Suppose I have the following multiprocessing structure:
import multiprocessing as mp
def worker(working_queue, output_queue):
while True:
if working_queue.empty() == True:
break
else:
picked = working_queue.get()
res_item = "Number " + str(picked)
output_queue.put(res_item)
return
if __name__ == '__main__':
static_input = xrange(100)
working_q = mp.Queue()
output_q = mp.Queue()
results_bank = []
for i in static_input:
working_q.put(i)
processes = [mp.Process(target=worker,args=(working_q, output_q)) for i in range(2)]
for proc in processes:
proc.start()
for proc in processes:
proc.join()
results_bank = []
while True:
if output_q.empty() == True:
break
results_bank.append(output_q.get_nowait())
if len(results_bank) == len(static_input):
print "Good run"
else:
print "Bad run"
My question: How would I 'batch' write my results to a single file while the working_queue is still 'working' (or at least, not finished)?
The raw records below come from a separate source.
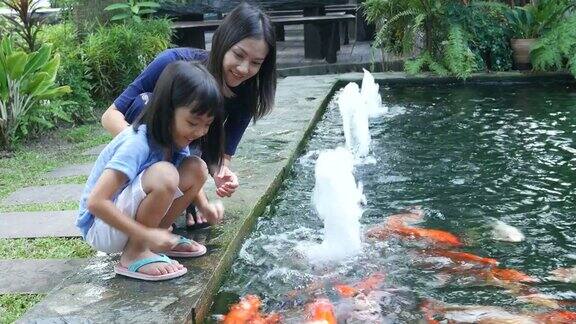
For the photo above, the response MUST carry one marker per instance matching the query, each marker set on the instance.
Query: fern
(458, 57)
(425, 60)
(556, 47)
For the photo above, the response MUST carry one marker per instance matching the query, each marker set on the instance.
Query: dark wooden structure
(325, 22)
(321, 33)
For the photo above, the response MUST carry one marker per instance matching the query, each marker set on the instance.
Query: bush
(556, 50)
(27, 82)
(78, 105)
(117, 54)
(488, 35)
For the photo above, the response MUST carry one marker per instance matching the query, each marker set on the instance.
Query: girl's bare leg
(193, 174)
(160, 182)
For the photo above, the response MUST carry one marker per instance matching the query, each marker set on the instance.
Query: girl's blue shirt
(130, 152)
(131, 102)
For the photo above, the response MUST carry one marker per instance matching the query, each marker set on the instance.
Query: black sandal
(192, 211)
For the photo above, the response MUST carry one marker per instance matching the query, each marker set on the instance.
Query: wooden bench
(329, 9)
(321, 39)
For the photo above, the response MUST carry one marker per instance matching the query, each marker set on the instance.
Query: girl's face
(243, 60)
(188, 127)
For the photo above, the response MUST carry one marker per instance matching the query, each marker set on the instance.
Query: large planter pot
(521, 52)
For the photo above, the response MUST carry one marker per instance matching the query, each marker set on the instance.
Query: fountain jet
(337, 198)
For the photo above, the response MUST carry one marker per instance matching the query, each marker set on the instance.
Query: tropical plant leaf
(116, 6)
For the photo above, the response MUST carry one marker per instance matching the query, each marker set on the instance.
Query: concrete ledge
(266, 154)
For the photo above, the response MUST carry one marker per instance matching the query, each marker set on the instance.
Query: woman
(243, 61)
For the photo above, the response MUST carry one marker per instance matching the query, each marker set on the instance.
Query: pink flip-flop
(186, 254)
(132, 270)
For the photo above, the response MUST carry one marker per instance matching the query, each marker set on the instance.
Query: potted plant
(531, 21)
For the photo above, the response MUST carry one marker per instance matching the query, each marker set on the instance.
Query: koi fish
(472, 314)
(558, 317)
(563, 274)
(321, 311)
(247, 311)
(431, 235)
(511, 275)
(365, 286)
(504, 232)
(541, 300)
(464, 257)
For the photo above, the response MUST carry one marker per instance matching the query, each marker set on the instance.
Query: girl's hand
(157, 239)
(212, 212)
(226, 182)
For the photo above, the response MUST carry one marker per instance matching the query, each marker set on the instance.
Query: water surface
(466, 154)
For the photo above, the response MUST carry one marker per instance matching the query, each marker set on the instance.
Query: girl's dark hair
(243, 22)
(185, 84)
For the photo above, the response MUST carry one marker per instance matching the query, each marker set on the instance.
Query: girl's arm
(101, 205)
(113, 120)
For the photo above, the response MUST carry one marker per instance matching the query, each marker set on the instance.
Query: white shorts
(106, 238)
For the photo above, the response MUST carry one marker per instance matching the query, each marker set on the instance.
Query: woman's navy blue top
(132, 101)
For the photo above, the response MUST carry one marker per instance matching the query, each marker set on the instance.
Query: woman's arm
(113, 120)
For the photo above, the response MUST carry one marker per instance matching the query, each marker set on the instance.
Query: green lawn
(28, 166)
(13, 306)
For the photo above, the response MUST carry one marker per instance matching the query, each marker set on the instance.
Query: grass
(12, 306)
(45, 248)
(28, 166)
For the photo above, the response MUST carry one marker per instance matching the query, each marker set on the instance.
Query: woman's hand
(226, 182)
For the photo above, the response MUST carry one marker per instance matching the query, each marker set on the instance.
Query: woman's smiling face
(243, 60)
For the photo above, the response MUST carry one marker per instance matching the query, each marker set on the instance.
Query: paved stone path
(45, 194)
(34, 276)
(38, 224)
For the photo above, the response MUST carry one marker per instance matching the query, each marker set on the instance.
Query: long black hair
(247, 21)
(185, 84)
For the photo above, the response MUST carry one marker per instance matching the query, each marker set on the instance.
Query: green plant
(116, 54)
(25, 80)
(26, 22)
(77, 106)
(400, 21)
(556, 49)
(532, 20)
(458, 57)
(484, 24)
(132, 9)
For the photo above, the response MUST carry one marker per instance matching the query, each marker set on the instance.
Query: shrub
(132, 9)
(78, 105)
(117, 54)
(25, 81)
(485, 26)
(26, 22)
(557, 48)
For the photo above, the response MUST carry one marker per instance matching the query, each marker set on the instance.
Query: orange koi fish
(431, 235)
(429, 311)
(346, 291)
(558, 317)
(511, 275)
(321, 311)
(464, 257)
(365, 286)
(246, 311)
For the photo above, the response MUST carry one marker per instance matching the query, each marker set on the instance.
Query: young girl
(243, 61)
(137, 186)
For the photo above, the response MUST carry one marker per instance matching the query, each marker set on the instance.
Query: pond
(468, 155)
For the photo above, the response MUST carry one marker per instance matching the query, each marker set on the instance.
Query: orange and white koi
(463, 257)
(247, 311)
(321, 311)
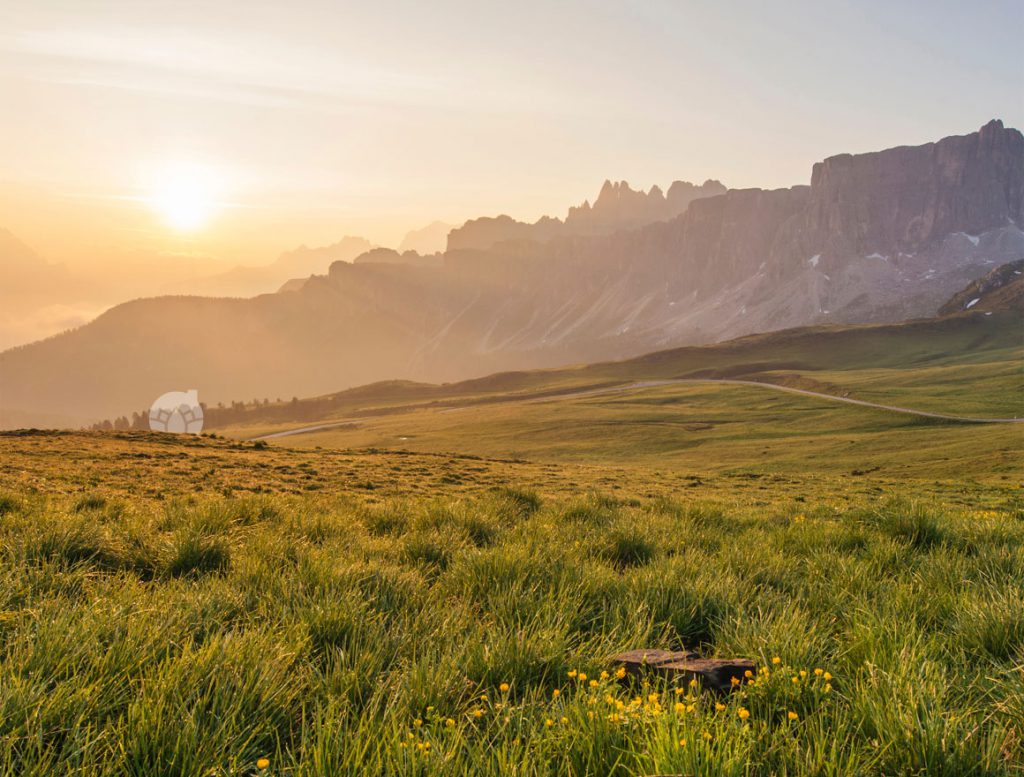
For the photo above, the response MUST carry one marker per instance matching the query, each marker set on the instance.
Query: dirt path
(688, 381)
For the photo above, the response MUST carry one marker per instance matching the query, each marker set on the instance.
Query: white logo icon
(177, 412)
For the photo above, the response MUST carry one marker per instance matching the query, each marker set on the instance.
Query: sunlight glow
(184, 193)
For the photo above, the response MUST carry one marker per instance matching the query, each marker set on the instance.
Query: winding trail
(689, 381)
(788, 389)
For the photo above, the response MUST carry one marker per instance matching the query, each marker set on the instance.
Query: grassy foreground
(466, 632)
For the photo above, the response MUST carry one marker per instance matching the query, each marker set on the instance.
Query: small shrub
(8, 504)
(626, 549)
(386, 520)
(911, 523)
(195, 554)
(428, 551)
(516, 503)
(90, 502)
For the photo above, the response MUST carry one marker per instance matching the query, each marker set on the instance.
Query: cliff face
(903, 199)
(875, 238)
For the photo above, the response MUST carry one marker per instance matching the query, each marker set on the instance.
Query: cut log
(682, 666)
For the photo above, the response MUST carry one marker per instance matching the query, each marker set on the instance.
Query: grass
(380, 605)
(443, 623)
(967, 364)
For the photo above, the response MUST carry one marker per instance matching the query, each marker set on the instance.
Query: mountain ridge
(736, 263)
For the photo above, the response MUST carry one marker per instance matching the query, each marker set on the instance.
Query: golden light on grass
(184, 193)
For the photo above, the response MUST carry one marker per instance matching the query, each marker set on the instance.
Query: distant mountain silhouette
(248, 281)
(616, 207)
(430, 240)
(880, 236)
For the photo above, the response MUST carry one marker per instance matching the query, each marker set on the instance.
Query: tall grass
(469, 636)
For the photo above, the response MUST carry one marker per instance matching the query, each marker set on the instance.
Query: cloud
(236, 70)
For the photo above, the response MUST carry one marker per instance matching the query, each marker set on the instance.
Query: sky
(301, 122)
Note: My actual data structure is not sensitive to unordered results relative to inputs (despite my example using integers).
Also, I think that batch/set writing from the output queue is best practice rather than from the growing results bank object. However, I am open to solutions relying on either approach. I am new to multiprocessing so unsure of best practice or most efficient solution(s) to this question.